Quirks aside, the Nuvi's interface is as easy to use as it's always been. I still like the large icon-based menu system that is designed to be used at an arm's length. There aren't very many menu options or available customizations, but the important ones are there and the shallow menu tree (only two levels deep) means that you won't spend too much time hunting around for things. And if that's not easy enough for you, nearly every menu screen has a help button located in the upper right corner to get you back on track.
However, the Nuvi's interface is starting to show its age. Upon closer inspection, the large cartoony icons display visible pixelation around their edges and text looks a bit blurry--particularly when compared to the glossy, high-resolution displays on the latest-generation TomTom devices. Odds are that you won't notice either of these issues when viewing the Nuvi by itself at highway speeds, but they bear mentioning. In the Garmin's defense, its matte-finish screen is more resistant to glare and the colorful goldenrod-and-gray maps with purple path overlay are extremely easy to see.
Without the assistance of cell towers or Wi-Fi access points, the Nuvi takes a bit longer to locate itself on the globe than a mobile phone does on its first boot. However, once it has locked into its position, subsequent GPS lock times are nearly instantaneous and always spot-on. Despite its longer initial lock time, the PND continues to excel over smartphones where overall GPS precision accuracy is concerned. I was surprised to see that the Nuvi 50 was able to lock onto its position within half a city block from a cold start while indoors. Our A-GPS-equipped and cell-tower-assisted smartphone was only able to get within two or three blocks without the aid of Wi-Fi. When used outdoors as it was designed to be, the Nuvi 50 was pinpoint-accurate even within the confines of the San Francisco Financial District's urban canyons. Even through tunnels and across the 4.5-mile covered San Francisco-Oakland Bay Bridge, the Nuvi was pretty much unflappable where positioning was concerned.
Our Nuvi 50 came preloaded with maps and Points of Interest (POIs) for the lower 49 United States. It also features a database of safety camera proximity points and can sound a chime upon approaching one of these red-light or speed cameras. If the chime is annoying to you, it can always be disabled in a menu.

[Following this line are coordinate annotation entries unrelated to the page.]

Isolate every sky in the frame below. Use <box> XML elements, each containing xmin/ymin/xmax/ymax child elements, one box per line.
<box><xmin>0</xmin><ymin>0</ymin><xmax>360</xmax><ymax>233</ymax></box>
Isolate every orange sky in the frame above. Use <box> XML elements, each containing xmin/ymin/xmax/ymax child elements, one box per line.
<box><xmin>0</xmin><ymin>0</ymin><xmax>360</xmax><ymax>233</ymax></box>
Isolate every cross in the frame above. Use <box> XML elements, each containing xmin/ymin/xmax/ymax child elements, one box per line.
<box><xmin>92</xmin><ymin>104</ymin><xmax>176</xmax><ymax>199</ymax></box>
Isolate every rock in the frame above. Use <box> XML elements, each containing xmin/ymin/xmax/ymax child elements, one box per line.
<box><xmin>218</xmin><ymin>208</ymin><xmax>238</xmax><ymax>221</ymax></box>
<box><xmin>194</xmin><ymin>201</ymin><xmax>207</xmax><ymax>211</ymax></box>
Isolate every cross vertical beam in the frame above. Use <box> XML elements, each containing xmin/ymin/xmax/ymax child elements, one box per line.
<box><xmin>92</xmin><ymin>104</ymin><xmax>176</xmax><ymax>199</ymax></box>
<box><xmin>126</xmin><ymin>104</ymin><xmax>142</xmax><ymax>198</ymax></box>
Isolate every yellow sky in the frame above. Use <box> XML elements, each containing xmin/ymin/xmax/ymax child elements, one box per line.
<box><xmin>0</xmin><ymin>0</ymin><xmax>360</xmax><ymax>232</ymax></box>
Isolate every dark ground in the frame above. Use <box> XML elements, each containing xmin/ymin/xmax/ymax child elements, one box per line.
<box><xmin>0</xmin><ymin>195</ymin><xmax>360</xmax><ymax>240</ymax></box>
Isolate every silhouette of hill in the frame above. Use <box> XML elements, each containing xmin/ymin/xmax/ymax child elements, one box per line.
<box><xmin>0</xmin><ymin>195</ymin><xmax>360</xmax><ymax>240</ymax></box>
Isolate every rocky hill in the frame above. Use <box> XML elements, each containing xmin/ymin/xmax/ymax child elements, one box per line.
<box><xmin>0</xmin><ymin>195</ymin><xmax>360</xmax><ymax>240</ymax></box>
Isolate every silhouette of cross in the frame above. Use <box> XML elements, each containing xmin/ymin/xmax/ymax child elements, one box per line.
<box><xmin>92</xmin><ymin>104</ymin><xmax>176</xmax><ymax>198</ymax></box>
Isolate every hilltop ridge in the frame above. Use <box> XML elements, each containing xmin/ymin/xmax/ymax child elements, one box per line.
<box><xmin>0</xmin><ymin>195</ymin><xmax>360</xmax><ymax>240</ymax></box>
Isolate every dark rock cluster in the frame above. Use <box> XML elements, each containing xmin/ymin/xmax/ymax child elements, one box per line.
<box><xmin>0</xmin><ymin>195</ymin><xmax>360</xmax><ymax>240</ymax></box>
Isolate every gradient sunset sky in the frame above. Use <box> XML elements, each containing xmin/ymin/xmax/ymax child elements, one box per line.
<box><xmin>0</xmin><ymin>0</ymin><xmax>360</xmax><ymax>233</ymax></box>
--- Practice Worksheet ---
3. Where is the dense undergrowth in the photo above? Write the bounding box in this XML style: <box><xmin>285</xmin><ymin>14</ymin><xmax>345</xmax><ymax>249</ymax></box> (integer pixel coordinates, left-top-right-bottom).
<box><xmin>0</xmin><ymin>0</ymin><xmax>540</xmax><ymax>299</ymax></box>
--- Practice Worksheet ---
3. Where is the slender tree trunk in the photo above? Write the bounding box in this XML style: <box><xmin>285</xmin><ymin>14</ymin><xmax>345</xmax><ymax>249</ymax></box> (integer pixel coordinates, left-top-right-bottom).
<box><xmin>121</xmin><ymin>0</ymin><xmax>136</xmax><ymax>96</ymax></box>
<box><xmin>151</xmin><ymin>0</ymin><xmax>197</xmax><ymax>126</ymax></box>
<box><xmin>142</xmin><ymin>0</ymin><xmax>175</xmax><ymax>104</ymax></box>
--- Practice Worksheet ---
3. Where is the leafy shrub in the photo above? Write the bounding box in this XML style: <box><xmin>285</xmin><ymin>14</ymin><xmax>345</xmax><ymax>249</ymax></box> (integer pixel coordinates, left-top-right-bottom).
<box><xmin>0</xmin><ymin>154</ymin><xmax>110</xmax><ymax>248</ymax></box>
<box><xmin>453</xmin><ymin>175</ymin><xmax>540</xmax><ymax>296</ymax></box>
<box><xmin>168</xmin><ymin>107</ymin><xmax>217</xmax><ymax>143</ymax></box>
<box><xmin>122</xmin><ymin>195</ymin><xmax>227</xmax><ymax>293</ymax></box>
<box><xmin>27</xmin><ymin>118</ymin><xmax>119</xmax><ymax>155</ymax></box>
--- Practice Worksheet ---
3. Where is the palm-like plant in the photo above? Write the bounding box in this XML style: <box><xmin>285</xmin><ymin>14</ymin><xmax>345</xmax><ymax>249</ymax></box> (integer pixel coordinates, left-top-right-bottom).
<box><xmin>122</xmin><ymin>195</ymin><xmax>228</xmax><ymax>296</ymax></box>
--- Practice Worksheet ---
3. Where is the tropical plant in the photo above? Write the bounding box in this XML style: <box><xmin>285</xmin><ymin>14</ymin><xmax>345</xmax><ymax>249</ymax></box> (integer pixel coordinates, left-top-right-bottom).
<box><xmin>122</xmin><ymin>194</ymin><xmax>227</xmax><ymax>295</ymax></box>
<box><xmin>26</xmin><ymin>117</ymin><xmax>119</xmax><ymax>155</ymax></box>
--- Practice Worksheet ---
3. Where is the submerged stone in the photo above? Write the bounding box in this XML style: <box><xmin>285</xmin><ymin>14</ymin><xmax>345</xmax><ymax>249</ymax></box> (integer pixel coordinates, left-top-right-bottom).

We did all of our testing in the San Francisco Bay Area, so your mileage may vary on the accuracy of the Nuvi 50's routing. Path finding for short routes within the city limits was reasonably (but not blazing) fast, averaging about 3 to 5 seconds for trips within the city limits and about 10 to 15 seconds for trips of about 50 miles.
Thankfully, the Nuvi got us where it said it would every time. However, like most PNDs I've tested, the Nuvi's database of local businesses was missing many smaller restaurants and privately owned establishments (including a few establishments that I've frequented for at least three years). Connected navigation devices bypass the limitations by augmenting their internal databases with Google or Yelp search, but at this price point such functionality is simply not available. That said, the Nuvi's database is preloaded with millions of destinations, and users can add up to 1,000 favorites and custom POIs if necessary.
At an MSRP of $139.99, the Nuvi 50 is an example of the downward march of PND pricing. Five years ago, a 3.5-inch GPS device cost more than twice as much as this 5-inch, well-featured navigator. Every navigator in Garmin's line includes one free map update out of the box, so your new Nuvi will have the newest maps for your first trip. However, those who want to make sure that they always have the newest available map data for the duration of the device's life can step up to the Nuvi 50LM for $179.99, which adds Lifetime Map updates.